迟许吭哧吭哧捏腿正起劲儿时,景昱终于开口了,“言家来人了,在府城,还有苏家。”
“言家……”迟许刹那间还没反应过来,“你是说言家?!”
“他们怎么找过来了,是要来抓我们的?”
当初他带着景昱行踪隐蔽,来到这边以后,人生地不熟,又没有人认识他们,总不能是人告密的吧。
“你别胡思乱想。”景昱踢了踢他。
迟许又问:“那个苏家又是什么,你家亲戚?”
景昱目光沉沉,盯着迟许不说话。
下一秒,迟许大声嚷嚷起来,一声高过一声,每个字里都充斥着不可置信:
“是那个苏家对不对!是那个跟你定亲的苏家?!”
在他持续抓狂的情绪中,景昱淡淡道:“是又如何。

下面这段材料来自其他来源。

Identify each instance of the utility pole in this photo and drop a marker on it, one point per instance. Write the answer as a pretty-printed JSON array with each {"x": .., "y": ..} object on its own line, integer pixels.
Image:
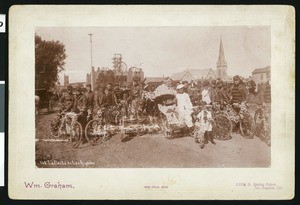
[{"x": 92, "y": 77}]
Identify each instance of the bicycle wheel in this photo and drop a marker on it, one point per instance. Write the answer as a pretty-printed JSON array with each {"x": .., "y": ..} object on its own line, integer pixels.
[
  {"x": 222, "y": 127},
  {"x": 247, "y": 126},
  {"x": 54, "y": 127},
  {"x": 95, "y": 132},
  {"x": 166, "y": 129},
  {"x": 76, "y": 134}
]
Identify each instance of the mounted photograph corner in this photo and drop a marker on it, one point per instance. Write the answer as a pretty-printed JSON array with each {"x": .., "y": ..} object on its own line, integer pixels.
[{"x": 153, "y": 97}]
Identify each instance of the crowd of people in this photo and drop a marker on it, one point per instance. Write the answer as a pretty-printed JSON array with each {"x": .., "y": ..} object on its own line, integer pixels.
[{"x": 140, "y": 98}]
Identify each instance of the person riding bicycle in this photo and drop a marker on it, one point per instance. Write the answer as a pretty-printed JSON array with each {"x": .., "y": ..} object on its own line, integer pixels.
[
  {"x": 90, "y": 101},
  {"x": 203, "y": 126},
  {"x": 238, "y": 91},
  {"x": 109, "y": 99},
  {"x": 67, "y": 100},
  {"x": 80, "y": 106}
]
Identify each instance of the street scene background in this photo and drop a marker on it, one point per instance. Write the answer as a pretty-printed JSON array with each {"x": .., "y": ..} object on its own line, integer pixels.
[{"x": 135, "y": 62}]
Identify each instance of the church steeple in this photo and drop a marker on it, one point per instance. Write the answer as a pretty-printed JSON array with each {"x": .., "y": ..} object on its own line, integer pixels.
[{"x": 221, "y": 63}]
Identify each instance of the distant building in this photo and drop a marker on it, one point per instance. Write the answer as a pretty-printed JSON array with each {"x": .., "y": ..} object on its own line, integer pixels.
[
  {"x": 195, "y": 74},
  {"x": 222, "y": 64},
  {"x": 66, "y": 80},
  {"x": 154, "y": 79},
  {"x": 261, "y": 75},
  {"x": 121, "y": 74}
]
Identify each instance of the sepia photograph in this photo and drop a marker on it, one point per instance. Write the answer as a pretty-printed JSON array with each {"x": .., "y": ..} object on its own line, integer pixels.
[
  {"x": 151, "y": 102},
  {"x": 153, "y": 97}
]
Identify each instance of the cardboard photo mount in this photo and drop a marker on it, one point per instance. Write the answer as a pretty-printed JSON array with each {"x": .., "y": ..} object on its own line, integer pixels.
[{"x": 28, "y": 182}]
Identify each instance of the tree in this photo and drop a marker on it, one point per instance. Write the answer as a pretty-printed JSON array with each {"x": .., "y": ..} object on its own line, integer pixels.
[{"x": 49, "y": 61}]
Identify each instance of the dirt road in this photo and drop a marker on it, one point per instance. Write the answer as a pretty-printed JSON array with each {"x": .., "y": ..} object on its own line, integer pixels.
[{"x": 149, "y": 151}]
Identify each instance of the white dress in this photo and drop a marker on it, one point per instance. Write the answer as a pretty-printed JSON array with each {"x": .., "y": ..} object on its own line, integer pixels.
[
  {"x": 205, "y": 96},
  {"x": 204, "y": 124},
  {"x": 184, "y": 107}
]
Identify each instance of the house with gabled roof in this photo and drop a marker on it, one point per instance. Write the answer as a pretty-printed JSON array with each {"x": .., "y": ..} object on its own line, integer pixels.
[
  {"x": 261, "y": 75},
  {"x": 195, "y": 74}
]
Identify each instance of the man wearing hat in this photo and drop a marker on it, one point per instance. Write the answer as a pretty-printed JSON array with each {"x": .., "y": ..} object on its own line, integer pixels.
[
  {"x": 184, "y": 107},
  {"x": 165, "y": 88},
  {"x": 90, "y": 99},
  {"x": 238, "y": 91},
  {"x": 80, "y": 105},
  {"x": 67, "y": 100},
  {"x": 136, "y": 96},
  {"x": 206, "y": 94}
]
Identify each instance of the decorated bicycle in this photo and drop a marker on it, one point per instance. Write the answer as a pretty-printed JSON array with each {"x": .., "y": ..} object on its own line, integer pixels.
[{"x": 66, "y": 125}]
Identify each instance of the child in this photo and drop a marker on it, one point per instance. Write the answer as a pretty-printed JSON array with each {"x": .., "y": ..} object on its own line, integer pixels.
[{"x": 203, "y": 127}]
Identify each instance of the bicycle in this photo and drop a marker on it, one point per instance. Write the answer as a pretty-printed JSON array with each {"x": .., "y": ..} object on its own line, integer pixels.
[
  {"x": 222, "y": 124},
  {"x": 241, "y": 119},
  {"x": 67, "y": 125},
  {"x": 103, "y": 126}
]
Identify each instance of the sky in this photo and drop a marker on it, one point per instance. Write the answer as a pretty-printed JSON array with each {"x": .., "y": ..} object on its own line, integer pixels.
[{"x": 161, "y": 51}]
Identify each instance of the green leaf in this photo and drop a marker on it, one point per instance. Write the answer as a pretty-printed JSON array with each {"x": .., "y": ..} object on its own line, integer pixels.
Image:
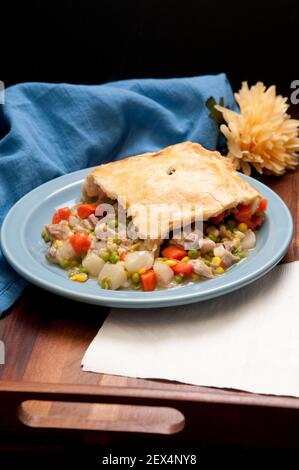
[{"x": 215, "y": 115}]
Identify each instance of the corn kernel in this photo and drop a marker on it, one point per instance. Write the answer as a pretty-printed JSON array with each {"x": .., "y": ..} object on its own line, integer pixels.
[
  {"x": 194, "y": 277},
  {"x": 170, "y": 262},
  {"x": 219, "y": 270},
  {"x": 212, "y": 230},
  {"x": 242, "y": 227},
  {"x": 216, "y": 260},
  {"x": 82, "y": 277}
]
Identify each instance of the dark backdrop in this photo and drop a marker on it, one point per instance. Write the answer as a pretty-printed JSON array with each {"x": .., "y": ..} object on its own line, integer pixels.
[{"x": 94, "y": 42}]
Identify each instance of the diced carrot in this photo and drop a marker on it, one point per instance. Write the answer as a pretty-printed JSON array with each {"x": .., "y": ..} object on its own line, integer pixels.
[
  {"x": 184, "y": 269},
  {"x": 262, "y": 205},
  {"x": 216, "y": 220},
  {"x": 174, "y": 252},
  {"x": 149, "y": 280},
  {"x": 61, "y": 214},
  {"x": 85, "y": 210},
  {"x": 243, "y": 213}
]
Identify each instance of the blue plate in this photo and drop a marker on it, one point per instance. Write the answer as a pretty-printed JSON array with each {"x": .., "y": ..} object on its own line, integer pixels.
[{"x": 24, "y": 249}]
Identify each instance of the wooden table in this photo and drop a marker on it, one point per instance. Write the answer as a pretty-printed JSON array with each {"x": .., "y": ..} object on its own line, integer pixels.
[{"x": 45, "y": 338}]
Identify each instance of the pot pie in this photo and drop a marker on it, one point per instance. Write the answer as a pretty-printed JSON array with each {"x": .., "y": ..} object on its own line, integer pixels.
[{"x": 157, "y": 220}]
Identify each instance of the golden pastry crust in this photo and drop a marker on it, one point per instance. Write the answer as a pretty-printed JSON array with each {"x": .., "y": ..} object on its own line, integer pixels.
[{"x": 181, "y": 174}]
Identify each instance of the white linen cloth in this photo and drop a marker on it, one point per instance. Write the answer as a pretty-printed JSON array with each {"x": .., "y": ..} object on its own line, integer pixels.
[{"x": 247, "y": 340}]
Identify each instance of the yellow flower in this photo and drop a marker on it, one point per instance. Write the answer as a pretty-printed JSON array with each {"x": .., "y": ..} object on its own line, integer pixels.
[{"x": 263, "y": 134}]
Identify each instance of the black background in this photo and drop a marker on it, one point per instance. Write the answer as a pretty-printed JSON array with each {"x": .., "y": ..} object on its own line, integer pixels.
[{"x": 99, "y": 41}]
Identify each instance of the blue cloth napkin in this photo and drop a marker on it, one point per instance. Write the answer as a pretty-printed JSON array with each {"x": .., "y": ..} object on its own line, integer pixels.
[{"x": 47, "y": 130}]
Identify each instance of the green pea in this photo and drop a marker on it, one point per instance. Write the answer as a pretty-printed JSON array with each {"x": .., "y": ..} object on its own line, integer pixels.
[
  {"x": 105, "y": 256},
  {"x": 45, "y": 237},
  {"x": 65, "y": 264},
  {"x": 193, "y": 253},
  {"x": 135, "y": 278},
  {"x": 112, "y": 223},
  {"x": 106, "y": 283},
  {"x": 179, "y": 279},
  {"x": 113, "y": 258}
]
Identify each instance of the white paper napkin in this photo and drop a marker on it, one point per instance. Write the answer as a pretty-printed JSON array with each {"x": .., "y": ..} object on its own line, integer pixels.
[{"x": 246, "y": 340}]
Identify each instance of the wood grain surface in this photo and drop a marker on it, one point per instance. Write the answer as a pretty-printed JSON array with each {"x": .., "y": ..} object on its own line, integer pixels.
[{"x": 46, "y": 336}]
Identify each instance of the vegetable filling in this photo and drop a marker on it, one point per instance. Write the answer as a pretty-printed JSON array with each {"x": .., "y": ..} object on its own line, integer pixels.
[{"x": 76, "y": 243}]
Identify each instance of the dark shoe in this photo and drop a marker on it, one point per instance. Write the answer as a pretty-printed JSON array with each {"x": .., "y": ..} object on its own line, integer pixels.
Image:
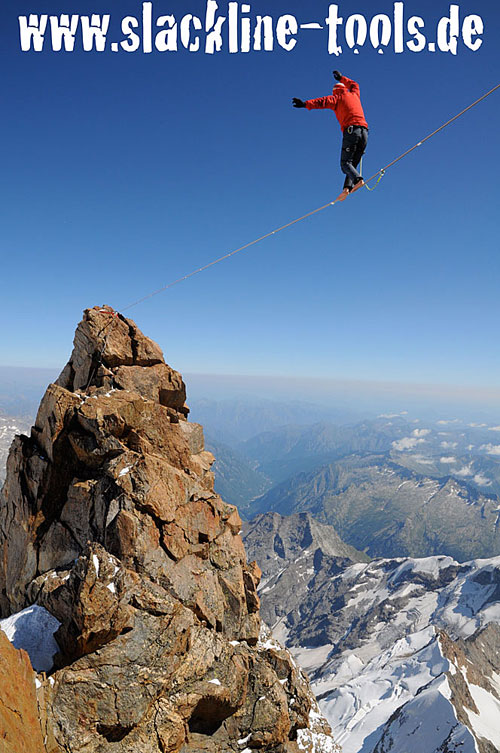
[{"x": 345, "y": 193}]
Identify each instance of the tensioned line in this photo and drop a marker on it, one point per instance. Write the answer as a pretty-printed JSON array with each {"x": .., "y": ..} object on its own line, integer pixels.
[{"x": 378, "y": 174}]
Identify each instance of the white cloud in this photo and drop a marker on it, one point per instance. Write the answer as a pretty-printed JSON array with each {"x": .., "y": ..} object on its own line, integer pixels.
[
  {"x": 421, "y": 432},
  {"x": 407, "y": 443},
  {"x": 491, "y": 449},
  {"x": 482, "y": 480}
]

”
迟许当即闹了起来,“不准过去了!你是不是去看那小逼崽子的?!”
“我反悔了,什么五月初五,根本没有这天,你死了心吧!”
“景昱你这个小没良心的!!!咱们现在躺一张床上,你把我给吃干抹净了,你还想着那贱男人!”
迟许鞋也不穿的往外冲,“我现在就跳井里把自己淹死,不碍着你的眼,好让你去找那个下三滥的贱男人!”
“你给我滚回来!”
他就没见过像迟许这样爱吃醋的,逮住一点苗头立马开始闹。
景昱黑着脸,听他都开始开堂屋的门了,担心他真要跳井,赶紧下床穿鞋,等他追出去,迟许已经打开了院子大门跑了出去。
迟许正在搬井上的板子,被景昱从背后狠狠踢了他一脚,“快搬,我倒要看看你敢不敢跳!”
“你是不是盼着我死了好去找他?”迟许扯起嗓子准备嚎。
景昱担心把王家人吵醒,一把捂住他的嘴,将人连拖带拽拉回去。
“你脑子到底是不是有什么病!谁说我要去找他了?”
迟许不嚎了,紧紧抱住他的腰,把脸贴在他胸口上,“那你过去是想干什么?”
“不干什么,我只远远的看一眼他们,想知道他们过来是要干什么。”
景昱说着就来气,抬手给了他一巴掌,“你日后再敢拿这件事跟我闹,自去投井,我绝不拦你。”
迟许抱着他不吭声,直到景昱又把手举了起来,连忙说:“不闹了,也不投井……”他要找根绳子把自己吊死。
忽然觉得一哭二闹三上吊这句话很有些道理,现在景昱不就是靠在他怀里了吗?
景昱非常头疼,迟许爱乱吃飞醋,大晚上闹得人不得安宁。
“去把脚洗干净,我要休息了。”
“我这就去。”迟许光着脚提上鞋出去。